0基础代码,一个下午也没有解决,问chatGPT也不行,实在想不出,所以来提问,礼貌想问问一直出现这样的报错是为什么?(基于pytorch的BERT文本分类中):
Traceback (most recent call last):
File "E:\pycharm\pycharm projects\BERT-one\run.py", line 37, in
train(config, model, train_iter, dev_iter, test_iter)
TypeError: train() missing 1 required positional argument: 'test_iter'
百度搜素说是没有定义test_iter,我把test_iter的代码贴在下方:
train_data, dev_data, test_data = build_dataset(config)
train_iter = build_iterator(train_data, config)
dev_iter = build_iterator(dev_data, config)
test_iter = build_iterator(test_data, config)
再把build_dataset的代码贴在下方:
def build_dataset(config):
def load_dataset(path, pad_size=50): # 下载数据集?
contents = []
with open(path, 'r', encoding='UTF-8') as f:
for line in tqdm(f):
lin = line.strip()
if not lin: # 跳过空行
continue
if len(lin.split(' ')) == 2:
content, label = lin.split(' ')
content = re.sub("\d+ ", "NUM", content)
content = re.sub(r"
", '', content)
content = re.sub(r'[\u0000-\u0019\u0021-\u0040\u007a-\uffff]', '', content) # 去掉非空格和非字母
token = config.tokenizer.tokenize(content)
token = [CLS] + token
seq_len = len(token)
mask = []
token_ids = config.tokenizer.convert_tokens_to_ids(token)
pad_size = config.pad_size
if pad_size: # 将长的截断,短的补齐
if len(token) < pad_size:
mask = [1] * len(token_ids) + [0] * (pad_size - len(token))
token_ids += ([0] * (pad_size - len(token)))
else:
mask = [1] * pad_size
token_ids = token_ids[:pad_size]
seq_len = pad_size
contents.append((token_ids, int(label), seq_len, mask))
return contents
train = load_dataset(config.train_path, config.pad_size)
dev = load_dataset(config.dev_path, config.pad_size)
test = load_dataset(config.test_path, config.pad_size)
return train, dev, test
以及build_interator的代码:
def build_iterator(dataset, config):
iter = DatasetIterater(dataset, config.batch_size, config.device)
return iter
class DatasetIterater(object):
# 定义输入
def __init__(self, batches, batch_size, device):
self.batch_size = batch_size
self.batches = batches
self.n_batches = len(batches) // batch_size
self.residue = False # 记录batch数量是否为整数
if len(batches) % self.n_batches != 0:
self.residue = True
self.index = 0
self.device = device
def _to_tensor(self, datas):
x = torch.LongTensor([_[0] for _ in datas]).to(self.device)

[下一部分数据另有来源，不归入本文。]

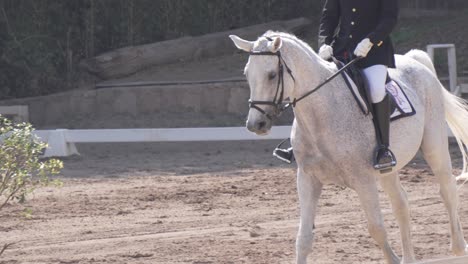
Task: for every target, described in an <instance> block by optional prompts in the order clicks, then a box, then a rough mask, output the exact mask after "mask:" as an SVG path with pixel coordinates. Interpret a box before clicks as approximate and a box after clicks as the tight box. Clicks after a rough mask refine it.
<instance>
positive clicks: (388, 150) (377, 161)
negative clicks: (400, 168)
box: [372, 95, 396, 173]
mask: <svg viewBox="0 0 468 264" xmlns="http://www.w3.org/2000/svg"><path fill="white" fill-rule="evenodd" d="M372 108H373V121H374V127H375V134H376V136H377V144H378V146H377V150H376V153H375V156H374V168H375V169H376V170H380V171H381V172H382V173H384V172H389V171H391V170H392V169H391V167H393V166H395V165H396V158H395V155H394V154H393V152H392V151H391V150H390V149H389V148H388V147H389V144H390V98H389V97H388V95H386V96H385V98H384V99H383V100H382V101H381V102H379V103H376V104H372Z"/></svg>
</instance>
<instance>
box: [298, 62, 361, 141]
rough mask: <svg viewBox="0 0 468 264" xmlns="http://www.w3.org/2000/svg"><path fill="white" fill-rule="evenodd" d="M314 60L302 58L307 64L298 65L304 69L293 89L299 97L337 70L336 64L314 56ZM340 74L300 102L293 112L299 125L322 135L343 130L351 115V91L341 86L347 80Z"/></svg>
mask: <svg viewBox="0 0 468 264" xmlns="http://www.w3.org/2000/svg"><path fill="white" fill-rule="evenodd" d="M314 60H315V61H314ZM312 61H313V62H312V63H311V62H310V61H309V62H307V61H304V60H302V63H303V64H304V65H299V67H300V68H301V69H303V70H300V71H299V74H300V76H298V78H297V80H298V83H297V85H296V87H295V91H294V96H296V98H297V97H300V96H301V95H303V94H305V93H307V92H309V91H310V90H312V89H314V88H315V87H317V86H318V85H319V84H321V83H322V82H324V81H325V80H326V79H327V78H328V77H330V76H331V75H332V74H333V73H335V72H336V71H337V68H336V66H334V65H332V64H328V63H325V62H322V61H320V60H319V59H318V58H312ZM311 64H312V65H311ZM340 78H341V76H338V77H336V78H335V79H333V80H332V81H330V82H329V83H328V84H326V85H325V86H323V87H322V88H320V89H319V90H318V91H316V92H314V93H313V94H311V95H309V96H307V97H306V98H304V99H303V100H302V101H300V102H298V103H297V105H296V107H295V108H294V115H295V117H296V122H297V125H298V128H299V129H301V130H303V131H304V132H305V133H307V134H309V135H312V134H313V135H316V136H317V137H322V136H323V135H324V134H330V133H333V132H335V131H338V130H340V129H339V127H342V125H343V123H344V122H346V119H347V118H350V117H351V115H352V114H353V113H350V111H351V110H350V108H351V107H350V98H351V94H344V93H345V92H348V93H349V91H348V90H347V89H346V88H345V87H343V86H342V85H343V84H344V82H343V81H342V80H341V79H340ZM351 103H352V102H351ZM343 121H344V122H343Z"/></svg>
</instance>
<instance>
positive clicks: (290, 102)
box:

y = torch.LongTensor([_[1] for _ in datas]).to(self.device)
# pad前的长度(超过pad_size的设为pad_size)
seq_len = torch.LongTensor([_[2] for _ in datas]).to(self.device)
mask = torch.LongTensor([_[3] for _ in datas]).to(self.device)
return (x, seq_len, mask), y
def __next__(self):
if self.residue and self.index == self.n_batches:
batches = self.batches[self.index * self.batch_size: len(self.batches)]
self.index += 1
batches = self._to_tensor(batches)
return batches
elif self.index >= self.n_batches:
self.index = 0
raise StopIteration
else:
batches = self.batches[self.index * self.batch_size: (self.index + 1) * self.batch_size]
self.index += 1
batches = self._to_tensor(batches)
return batches
def __iter__(self):
return self
def __len__(self):
if self.residue:
return self.n_batches + 1
else:
return self.n_batches
万分感谢各位解答,麻烦大家了!还有需要提供的信息我可以贴出来。真的感谢!
参考GPT和自己的思路:
根据代码的提示,确实是缺少了一个参数'test_iter'。根据代码,train()函数应该需要四个参数,分别是config、model、train_iter、dev_iter和test_iter。在你的代码中,你缺少了传入train()函数的test_iter参数。具体来说,你在调用train()函数时,代码应该是这样的:
train(config, model, train_iter, dev_iter, test_iter)
检查一下,看看在train()函数中是否确实需要这样的五个参数。如果是,确认一下代码中是否正确地设置了这些参数。如果还有问题,你可以将train()函数的完整代码也一并贴出来。